Crucificado; crucificado ayer, hoy y siempre. Puedo verte en la mirada llena de soledad de esa mujer rica, de ese niño pobre, de ese papá desesperado que ve partir humillado a su propio padre anciano, y advierte un futuro incierto para su joven hijo ¡Puedo verte en el dolor de tantos! Me pregunto por qué te han condenado.
Al repasar la historia, yo puedo comprender al romano y comprender aún más a Caifás (herramienta indispensable de Dios). Ese Caifás que ha dicho a los miembros que te seguían del parlamento judío de entonces, y que no querían tu muerte: “Ustedes no saben nada (no saben del plan de Dios) es preferible que un hombre muera y no que todo un pueblo (la humanidad) perezca”.
Estas palabras muchos siguen sin comprenderlas hoy. Palabras que son el eco de esas otras de Juan, el evangelista: “la salvación viene de los judíos”. Puedo comprender todo ese instante histórico y divino, mas lo que no puedo entender es por qué te han condenado.
Y es en ese mismo segundo de la confusión que, por gracia del espíritu que te colmó, descubro que quienes te condenamos hemos sido nosotros. Y nosotros los que te crucificamos siempre, siempre “¡Basta de mentiras! –me digo–, no han sido los romanos los que te atormentaron y atormentan. Somos nosotros, todos nosotros, esta humanidad por la que has muerto y seguís muriendo momento tras momento. Nosotros los que con nuestros actos te clavamos en la cruz, te lanceamos y en lugar de agua (mientras mueres inocentemente, como el cordero en el matadero) te damos de beber vinagre”.
Y sin embargo nos sigues diciendo, desde tu profundo dolor: “Padre perdónalos, porque no saben lo que hacen”. En el instante de la cruz, Jesús, hijo de José y lleno del espíritu que es santo de toda santidad, pudiste ver (porque para el Espíritu Santo no hay tiempo ni espacio) la insensatez de nuestras acciones, nuestra indiferencia ante tu dolor, que es el dolor del afligido de todos los tiempos.
Desde la cruz universal viste la devastación del planeta, el llanto del pobre, el dolor del desamparado por el poderoso, la soledad y lágrimas de millones de seres de todos los tiempos, edades y clases sociales.

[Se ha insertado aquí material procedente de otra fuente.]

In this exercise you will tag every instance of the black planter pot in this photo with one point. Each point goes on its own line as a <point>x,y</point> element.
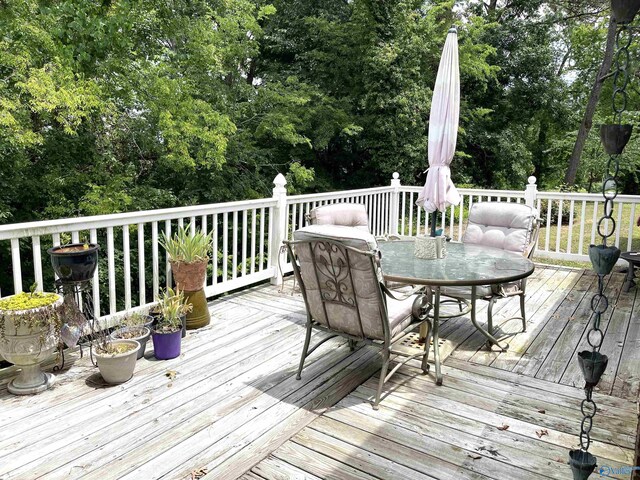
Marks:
<point>624,11</point>
<point>615,137</point>
<point>593,365</point>
<point>74,263</point>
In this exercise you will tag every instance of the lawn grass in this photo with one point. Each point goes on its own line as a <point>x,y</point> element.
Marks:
<point>625,221</point>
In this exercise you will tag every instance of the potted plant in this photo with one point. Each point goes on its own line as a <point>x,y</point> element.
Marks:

Desde esa cruz de todos los tiempos y todos los espacios, viste la desconsideración y maltrato al que son sometidos los hermanos menores de la creación (pero no menores a los ojos del Dios único y eterno). Viste la hipocresía de algunos, los engaños de otros, la traición de muchos de nosotros.
Hoy, en esta tarde gris, yo puedo verte. Te veo claramente en la soledad del sufriente pobre y rico, noble y no noble, creyente y no creyente. Te veo, y como los otros, te niego y recluyo mi mano en lugar de extenderla. Sin embargo, una pequeña luz brilla en mí, porque me atrevo, en este instante, en este viernes de dolor, a confesarme y a decirte: “¡Perdón!”. ¡Oh criatura de la soledad y de la cruz, ahora que sé de mi pecado, no dejo de orar por tu resurrección!